6

I'm developing a .NET4-based application that has to request third-party servers in order to get information from them. I'm using HttpClient to make these HTTP requests.

I have to create a hundred or a thousand requests in a short period of time. I would like to throttle the creation of these request to a limit (defined by a constant or something) so the other servers don't receive a lot of requests.

I've checked this link out that shows how to reduce the amount of tasks created at any time.

Here is my non-working approach:

// create the factory
var factory = new TaskFactory(new LimitedConcurrencyLevelTaskScheduler(level));

// use the factory to create a new task that will create the request to the third-party server
var task = factory.StartNew(() => {
    return new HttpClient().GetAsync(url);
}).Unwrap();

Of course, the problem here is that even that one task at the time is created, a lot of requests will be created and processed at the same time, because they run in another scheduler. I could not find the way to change the scheduler to the HttpClient.

How should I handle this situation? I would like limit the amount of request created to a certain limit but do not block waiting for these request to finish.

Is this possible? Any ideas?

Mauro Ciancio
  • 436
  • 5
  • 18
  • How are you calling the code you posted? Do you have a collection of URLs that you're using in a `foreach` loop, or something like that? – svick Nov 29 '12 at 08:35
  • Exactly, I have a collection of URLs and I convert them into a collection of Tasks. Each mapping is performed using the code posted above. – Mauro Ciancio Nov 29 '12 at 15:25

4 Answers4

1

If you can use .Net 4.5, one way would be to use TransformBlock from TPL Dataflow and set its MaxDegreeOfParallelism. Something like:

var block = new TransformBlock<string, byte[]>(
    url => new HttpClient().GetByteArrayAsync(url),
    new ExecutionDataflowBlockOptions { MaxDegreeOfParallelism = level });

foreach (var url in urls)
    block.Post(url);

block.Complete();

var result = new List<byte[]>();

while (await block.OutputAvailableAsync())
    result.Add(block.Receive());

There is also another way of looking at this, through ServicePointManager. Using that class, you can set limits on MaxServicePoints (how many servers can you be connected to at once) and DefaultConnectionLimit (how many connections can there be to each server). This way, you could start all your Tasks at the same moment, but only a limited amount of them would actually do something. Although limiting the number of Tasks (e.g. by using TPL Dataflow, as I suggested above) will be most likely more efficient.

svick
  • 236,525
  • 50
  • 385
  • 514
0

First, you should consider partitioning the workload according to website, or at least expose an abstraction that lets you choose how to partition the list of urls. e.g., one strategy could be by second-level domain e.g. yahoo.com, google.com.

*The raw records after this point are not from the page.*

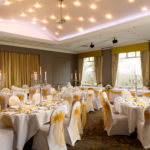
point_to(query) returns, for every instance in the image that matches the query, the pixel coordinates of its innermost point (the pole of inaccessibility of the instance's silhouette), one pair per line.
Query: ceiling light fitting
(61, 20)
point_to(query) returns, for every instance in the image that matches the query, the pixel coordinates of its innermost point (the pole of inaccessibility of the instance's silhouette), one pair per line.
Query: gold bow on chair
(45, 93)
(83, 108)
(76, 97)
(2, 99)
(59, 130)
(68, 99)
(31, 92)
(76, 115)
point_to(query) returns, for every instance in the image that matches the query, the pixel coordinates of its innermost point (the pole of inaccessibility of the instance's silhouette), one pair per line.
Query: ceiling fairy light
(61, 20)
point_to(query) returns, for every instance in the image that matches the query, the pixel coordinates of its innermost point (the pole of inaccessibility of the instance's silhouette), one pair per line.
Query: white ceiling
(129, 24)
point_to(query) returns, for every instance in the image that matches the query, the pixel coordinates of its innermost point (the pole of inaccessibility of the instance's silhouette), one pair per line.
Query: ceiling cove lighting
(37, 5)
(81, 18)
(93, 6)
(144, 8)
(107, 25)
(61, 20)
(77, 3)
(131, 1)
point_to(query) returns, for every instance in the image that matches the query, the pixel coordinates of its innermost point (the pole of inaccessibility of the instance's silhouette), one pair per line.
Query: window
(129, 70)
(88, 74)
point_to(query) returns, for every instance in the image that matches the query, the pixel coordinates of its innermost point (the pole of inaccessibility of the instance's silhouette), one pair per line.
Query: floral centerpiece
(108, 87)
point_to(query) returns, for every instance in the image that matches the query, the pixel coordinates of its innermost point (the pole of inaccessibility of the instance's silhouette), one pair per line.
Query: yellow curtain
(114, 68)
(145, 67)
(98, 69)
(80, 68)
(17, 67)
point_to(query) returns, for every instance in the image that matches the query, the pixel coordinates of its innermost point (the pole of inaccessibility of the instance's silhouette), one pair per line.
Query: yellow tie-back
(91, 89)
(96, 91)
(115, 92)
(77, 111)
(141, 104)
(58, 119)
(83, 108)
(76, 97)
(139, 95)
(90, 95)
(20, 96)
(147, 115)
(146, 94)
(45, 92)
(68, 99)
(7, 121)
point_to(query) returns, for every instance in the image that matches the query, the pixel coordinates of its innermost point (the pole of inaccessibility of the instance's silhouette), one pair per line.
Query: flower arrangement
(108, 87)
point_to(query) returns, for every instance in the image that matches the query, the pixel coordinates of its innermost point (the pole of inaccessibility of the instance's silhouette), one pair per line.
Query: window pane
(88, 75)
(138, 54)
(122, 55)
(131, 54)
(128, 70)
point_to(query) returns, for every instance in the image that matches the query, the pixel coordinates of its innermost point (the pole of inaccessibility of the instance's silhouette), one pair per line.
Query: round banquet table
(25, 125)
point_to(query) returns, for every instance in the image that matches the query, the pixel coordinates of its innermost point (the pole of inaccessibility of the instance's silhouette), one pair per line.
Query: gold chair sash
(68, 99)
(59, 130)
(146, 94)
(7, 121)
(83, 109)
(76, 114)
(139, 95)
(31, 92)
(76, 97)
(147, 115)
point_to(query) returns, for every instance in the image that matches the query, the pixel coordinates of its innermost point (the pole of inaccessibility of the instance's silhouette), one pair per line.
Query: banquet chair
(36, 98)
(73, 128)
(90, 96)
(143, 129)
(115, 124)
(83, 113)
(68, 98)
(147, 94)
(5, 90)
(3, 103)
(97, 101)
(113, 94)
(13, 100)
(51, 136)
(6, 137)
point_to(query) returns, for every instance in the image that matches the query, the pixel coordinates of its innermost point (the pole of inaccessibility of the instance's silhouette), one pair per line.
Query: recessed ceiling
(37, 19)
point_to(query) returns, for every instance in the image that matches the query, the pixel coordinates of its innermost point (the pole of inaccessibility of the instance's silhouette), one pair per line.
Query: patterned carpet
(95, 138)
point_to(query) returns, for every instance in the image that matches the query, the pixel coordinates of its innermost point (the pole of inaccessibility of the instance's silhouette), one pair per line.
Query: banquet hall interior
(74, 74)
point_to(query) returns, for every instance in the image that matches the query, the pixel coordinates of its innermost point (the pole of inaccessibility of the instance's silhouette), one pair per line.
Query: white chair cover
(73, 128)
(97, 101)
(5, 90)
(69, 99)
(36, 98)
(6, 139)
(143, 129)
(51, 137)
(13, 100)
(90, 96)
(116, 124)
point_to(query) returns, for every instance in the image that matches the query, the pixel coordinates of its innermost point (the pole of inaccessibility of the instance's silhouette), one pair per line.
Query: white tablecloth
(25, 125)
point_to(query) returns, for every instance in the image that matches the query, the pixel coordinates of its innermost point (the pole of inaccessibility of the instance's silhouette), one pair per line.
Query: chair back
(36, 98)
(13, 100)
(56, 133)
(5, 90)
(75, 121)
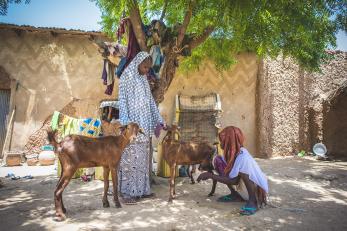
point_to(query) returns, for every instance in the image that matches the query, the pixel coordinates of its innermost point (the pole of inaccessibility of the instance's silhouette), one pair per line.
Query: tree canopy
(303, 30)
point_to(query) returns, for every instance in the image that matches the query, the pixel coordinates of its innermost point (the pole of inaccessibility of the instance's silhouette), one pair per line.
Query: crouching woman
(238, 168)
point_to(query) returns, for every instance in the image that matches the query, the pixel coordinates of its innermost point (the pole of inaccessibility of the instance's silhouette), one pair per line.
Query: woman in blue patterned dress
(136, 104)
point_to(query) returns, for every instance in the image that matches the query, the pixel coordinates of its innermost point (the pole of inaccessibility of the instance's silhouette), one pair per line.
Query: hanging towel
(54, 121)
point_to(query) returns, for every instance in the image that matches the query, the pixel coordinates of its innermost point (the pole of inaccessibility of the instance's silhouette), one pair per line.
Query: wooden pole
(9, 130)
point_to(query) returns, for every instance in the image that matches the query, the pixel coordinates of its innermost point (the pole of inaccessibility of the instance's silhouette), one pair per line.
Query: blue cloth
(136, 103)
(121, 66)
(90, 127)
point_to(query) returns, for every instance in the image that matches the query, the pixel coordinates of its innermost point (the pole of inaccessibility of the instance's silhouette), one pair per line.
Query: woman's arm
(125, 86)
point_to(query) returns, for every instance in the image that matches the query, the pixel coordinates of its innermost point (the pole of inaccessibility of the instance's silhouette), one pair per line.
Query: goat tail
(52, 140)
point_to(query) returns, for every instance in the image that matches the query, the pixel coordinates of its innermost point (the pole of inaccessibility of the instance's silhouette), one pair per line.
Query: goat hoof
(106, 204)
(59, 217)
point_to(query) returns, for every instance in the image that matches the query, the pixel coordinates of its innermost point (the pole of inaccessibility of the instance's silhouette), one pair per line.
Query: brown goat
(184, 153)
(76, 151)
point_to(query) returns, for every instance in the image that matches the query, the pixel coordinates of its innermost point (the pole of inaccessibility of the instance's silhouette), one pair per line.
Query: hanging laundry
(157, 59)
(68, 125)
(108, 76)
(55, 120)
(116, 49)
(121, 66)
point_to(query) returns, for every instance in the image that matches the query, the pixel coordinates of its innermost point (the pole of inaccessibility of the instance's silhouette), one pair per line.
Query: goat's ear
(141, 131)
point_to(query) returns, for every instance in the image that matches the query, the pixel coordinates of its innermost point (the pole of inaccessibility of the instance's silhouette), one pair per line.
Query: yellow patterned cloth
(90, 127)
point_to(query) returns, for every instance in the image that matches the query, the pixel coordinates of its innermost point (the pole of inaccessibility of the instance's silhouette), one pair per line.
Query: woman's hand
(204, 176)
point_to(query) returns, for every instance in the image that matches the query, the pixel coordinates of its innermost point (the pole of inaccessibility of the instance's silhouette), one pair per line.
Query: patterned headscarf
(231, 139)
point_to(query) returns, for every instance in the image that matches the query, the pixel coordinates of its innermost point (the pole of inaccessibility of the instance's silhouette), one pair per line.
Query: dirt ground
(305, 194)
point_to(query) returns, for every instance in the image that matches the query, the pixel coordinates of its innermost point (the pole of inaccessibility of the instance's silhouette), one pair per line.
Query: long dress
(136, 104)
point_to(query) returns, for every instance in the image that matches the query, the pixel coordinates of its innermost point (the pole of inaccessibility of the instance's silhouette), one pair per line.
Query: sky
(75, 14)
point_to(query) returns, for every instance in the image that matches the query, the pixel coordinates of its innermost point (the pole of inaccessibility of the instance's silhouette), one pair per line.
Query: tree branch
(136, 23)
(164, 11)
(201, 38)
(183, 28)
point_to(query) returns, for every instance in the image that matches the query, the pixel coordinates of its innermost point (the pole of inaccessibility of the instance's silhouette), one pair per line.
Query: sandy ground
(305, 195)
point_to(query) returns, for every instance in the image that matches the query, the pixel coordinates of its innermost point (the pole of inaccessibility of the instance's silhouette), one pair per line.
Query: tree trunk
(166, 76)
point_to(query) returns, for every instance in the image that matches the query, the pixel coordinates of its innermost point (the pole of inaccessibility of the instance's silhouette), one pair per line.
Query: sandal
(248, 211)
(151, 195)
(28, 177)
(129, 201)
(15, 177)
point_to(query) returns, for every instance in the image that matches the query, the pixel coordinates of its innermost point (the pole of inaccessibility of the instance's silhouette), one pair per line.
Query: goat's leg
(58, 199)
(172, 182)
(105, 203)
(115, 186)
(191, 173)
(214, 183)
(62, 204)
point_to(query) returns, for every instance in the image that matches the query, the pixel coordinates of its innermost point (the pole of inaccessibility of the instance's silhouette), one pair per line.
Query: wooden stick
(9, 128)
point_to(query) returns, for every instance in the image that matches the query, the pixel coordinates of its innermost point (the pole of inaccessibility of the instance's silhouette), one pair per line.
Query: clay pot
(46, 157)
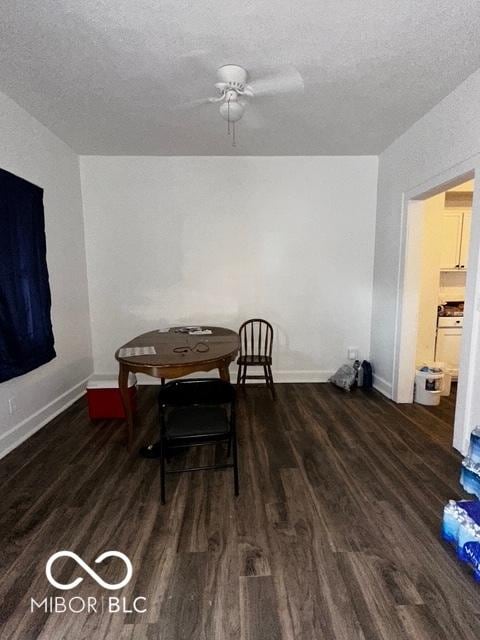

The other thing is that if you are doing serious crawling, you may want to consider doing it on a cloud instead. That way each node in the cloud can crawl a different partition. When you say "short period of time", you are already setting yourself up for failure. You need hard numbers on what you want to attain.

The other key benefit to partitioning well is you can also avoid hitting servers during their peak hours and risking IP bans at their router level, in the case that the site doesn't simply throttle you.

John Zabroski
  • 2,212
  • 2
  • 28
  • 54
0

You might consider launching a fixed set of threads. Each thread does the client net operations serially; maybe also pausing at certain points in order to throttle. This will give you specific control over loading; you can change your throttle policies and change the number of threads.

seand
  • 5,168
  • 1
  • 24
  • 37
  • Yes, I know that spawning my own threadpool is the way to go. But I was looking for a solution that involved using the async .net framework. Is this clear? – Mauro Ciancio Nov 29 '12 at 15:01
  • You can keep a counter of async requests. Increment when adding an async net operation and decrement from the completion handler (or whatever-its-called. I a little rusty on this). To throttle you have to somehow defer new async requests when your counter exceeds n. You might have a single background thread just for this purpose. – seand Nov 30 '12 at 02:47
  • Good point. Is there any way to get notified when a http request is completed? I mean, I can easily increment this counter whenever I create a new HttpClient, but... when do I decrement this counter? I haven't found a hook in HttpClient that will be invoked when the request is done. – Mauro Ciancio Nov 30 '12 at 17:06
0

You might consider creating a new DelegatingHandler to sit in the request/response pipeline of the HTTPClient that could keep count of the the number of pending requests.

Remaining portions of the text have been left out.